More bans may be coming. A State Department memo first reported by the Washington Post and confirmed by NPR suggests the administration may add 36 more countries, largely in Africa, to the banned or restricted list.
Consequences of the ban
Stories like Koroma’s will likely accumulate over the coming weeks and months, as global health researchers, workers and advocates from these countries are barred from coming to the U.S. to learn — and to share their expertise. Some global health specialists say the restrictions will ultimately harm U.S. interests by reducing our engagement with the world.
“We are closing ourselves off from the active participation of potential allies,” says Judd Walson, an epidemiologist at Johns Hopkins University. “That will only lead to negative consequences in the long term.”
Closing the U.S. off could ultimately open it up more to global health threats, says Walson.

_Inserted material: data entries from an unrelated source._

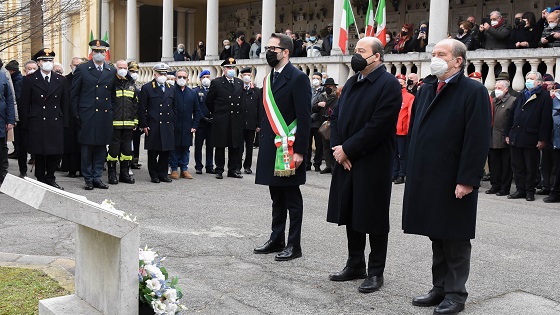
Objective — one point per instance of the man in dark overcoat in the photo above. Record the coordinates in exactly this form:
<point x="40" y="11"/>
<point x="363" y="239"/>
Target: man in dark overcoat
<point x="449" y="140"/>
<point x="93" y="100"/>
<point x="44" y="105"/>
<point x="528" y="130"/>
<point x="280" y="167"/>
<point x="224" y="102"/>
<point x="363" y="138"/>
<point x="156" y="116"/>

The ban follows the administration’s cancellation of foreign aid and withdrawal of U.S. membership from the World Health Organization. Walson says these decisions are upending many of the institutions designed to detect and respond to disease threats worldwide.
“As we think about the new architecture of global health and how it can respond to the many crises that emerge around the world, participation from all these countries is critical,” says Walson, and ultimately benefits Americans.
He notes that new infectious disease threats could emerge from any of the banned countries.
“Our inability to engage with partners from those places, who can serve as eyes and ears on the ground to identify threats. just hampers our ability to have a coordinated response,”
Abraar Karan, an infectious disease physician at Stanford University, is concerned future bans could hamper his team’s research on Marburg, a hemorrhagic fever virus. It’s normally found in bats, but can spillover into humans, sparking deadly outbreaks.
Karan and his team are trying to understand those spillover dynamics, in part by studying antibodies in people who live near past outbreaks along the Uganda-Kenya border.
“Part of the testing we’d do involves a test where there’s expertise in Uganda, at the Ugandan Viral Research Institute,” says Karan.
Uganda is among the 36 countries under consideration for future restrictions. If that happens, Karan worries his team may have restricted access to that expertise. While such restrictions wouldn’t preclude collaboration via Zoom, Karan says it’s just not the same as in-person.
“Many of the best conversations and ideas that we had happened during our drives, during meals or unplanned moments,” he says of interactions with foreign researchers in person. “Implementing these kinds of bans has a huge effect on research studies and really impedes progress.”
Scientific conferences often serve as the nexus for that kind of collaboration, where researchers gather to share research and connect with colleagues. Trump’s travel restrictions are already preventing some scientists from being able to travel to the U.S. for conferences.
“We need to have such participation and contact, but it’s now very difficult,” said a biomedical scientist from Yemen who requested anonymity because speaking out could draw negative attention that would cause her university to retaliate. The scientist was planning to travel to California this fall for a conference on cancer management but cannot because of the ban, noting:. “Such an absolute restriction for all people is not wise.”
The U.S. could also lose its global role as a key location for trainings and scientific conferences. The travel bans, coupled with broader tensions around immigration in the U.S., have already led organizers of these events to look elsewhere.
“Our research team decided to host a planning meeting in London as opposed to the U.S. due to concerns with visas and the overall climate,” says Walson. There are economic consequences if U.S. conferences are canceled, he says. And with a likely reduced U.S. presence at conferences held elsewhere, there could be more intangible impacts too.
“Diseases don’t respect borders, and infections travel faster than diplomacy,” says Walson. “Whether we want to or not, we have to understand the reality of the global community as it is today. If we don’t engage, we will suffer the consequences.”